Trump’s potential impact on dollar policy adds another layer to the analysis. While he didn’t specifically call the dollar “too strong” as he did in 2017, Gambardello points out several factors that could lead to dollar weakness under Trump’s policies:
- Its focus on trade competitiveness often favors a weaker dollar
- The proposed tariffs could trigger retaliatory measures from other countries, putting pressure on the dollar
- Trump’s historical preference for lower interest rates to support markets
The technical setup for altcoins reflects patterns from early 2024, when the market saw strong gains. Gambardello identifies a key resistance level at the “lower high Fibonacci area”, suggesting that the current consolidation below this level could lead to another leg higher, similar to previous breakout patterns.

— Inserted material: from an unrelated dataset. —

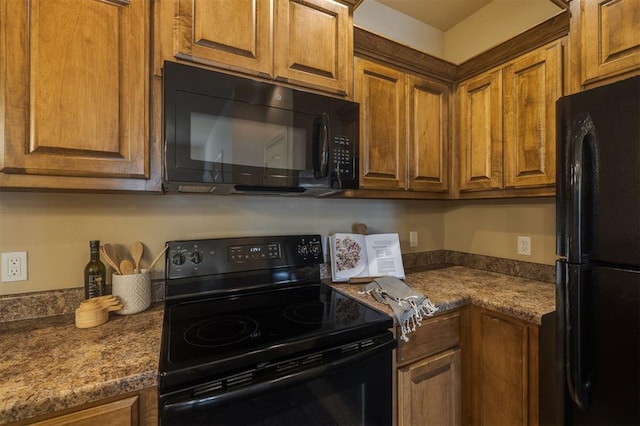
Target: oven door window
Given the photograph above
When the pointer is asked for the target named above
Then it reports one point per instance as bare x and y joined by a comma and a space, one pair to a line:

Trading implications and market outlook
The combination of technical patterns and macro factors creates what Gambardello calls “new data” that supports the bullish case. A fourth monthly green candle forms on Bitcoin’s chart as the dollar shows top signals – a setup that previously saw the crypto rally strongly.
For traders watching the altcoin markets, these patterns suggest preparing for potential upside moves rather than fearing the recent gains that mark the top.
Looking at certain price levels, altcoins have reached what Gambardello describes as a “consolidation zone.” The current resistance matches patterns from January 2024, when markets stalled briefly before rallying.
The analyst explains how the 20-day and 50-day moving averages consolidate in a way that often precedes larger moves – specifically, seeing the 20-day average cross above the 50-day, which could signal the next step in the uptrend.
Gambardello emphasizes patience during this setup phase. While short-term dips could cause fear in the market, the larger pattern suggests a period of consolidation rather than a trend reversal. He draws parallels with early 2024, when similar periods of consolidation led to continued growth.